Used to be that way, but less so now. Girls do not want someone who doesn't make them look better. Any girl who's even average will have her friends telling her to trade up if she's dating someone who they see as unappealing. Maybe he's 5'6", she'll have her circle laughing at her "little boy" and ask if she has to go "feed him fish sticks". Until their 30's they really have no interest in long term dating, it's this endless churn of attention, validation, and gifts as they cycle through the same sociopathic group of assholes banging everyone else in the city. Given the risks in some places, I can't say I fault someone for not wanting to go headhunting in person. Wasn't there an article here where unwanted advances were classified as 'sexual harrassment' by women under 20? I'd keep my dating circle to church brunches, where all the washed up strippers are trying to get their life back on track.
A certain subset of women think this way, but that is not all women, nor is it all women outside of church brunches or similar such stereotypically family friendly activity. The solution here really is to avoid dating apps, and if you live in a place like California, where the local culture has likely been thoroughly poisoned by this sort of shit, the solution there is to get the fuck out of Califaggia. Honestly, getting out of CA is probably good advice in general.
 
It's pretty funny how it got lost in this thread that incels are the losers. Every single one, completely and utterly without exception, regardless of reason or gender or happenstance. By any measure of the definition, they are losers. Dregs. Remainders. Only, it's much worse than that, because every incel has chosen to be one. They picked the title, they picked the group, they choose to be alone, and they like to be there, regardless of what they pretend. And now people wanna be Captain Saveacuck for absolutely no reason? It's so bizarre.
 
Former friend of mine is an Incel. He doesn't look too bad, but he's got a list of standards longer than a sperm whale's dick and somehow expects this magical woman to fix his every mental issue because he doesn't want to see a therapist. At that point I don't feel very sympathetic about his feel when no gf.
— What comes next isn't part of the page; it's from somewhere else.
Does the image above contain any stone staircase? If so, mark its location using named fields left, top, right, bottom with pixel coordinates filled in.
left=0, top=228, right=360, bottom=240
Honestly just get these guys some fucking therapy.

Can't get someone therapy who doesn't want it though. Even if you forced it on him he wouldn't learn anything. And I think with some of the new coping methods incels have and will have in the future the situation is just going to get worse. Instead of realizing that no that hot woman on instagram that's an 8/10 isn't interested and won't ever be interested in him like he is for her and he should just go for someone in his league he'll reject that and just go for an anime AI waifu and never leave. And I doubt it's for the best because at least before he might be able to overcome this and be with a girl that actually likes him for him and live happily ever after or whatever. Not saying this would happen to all incels but there are some that would escape and lead a much better life.
 
Never compliment women. Not once.

You should never compliment women you don't know. There's no reason to do so and most women will ignore it or take exception to it. It's a pointless risk vector for HR complaints and false accusations.

I only started complimenting my wife once we had been dating for a month.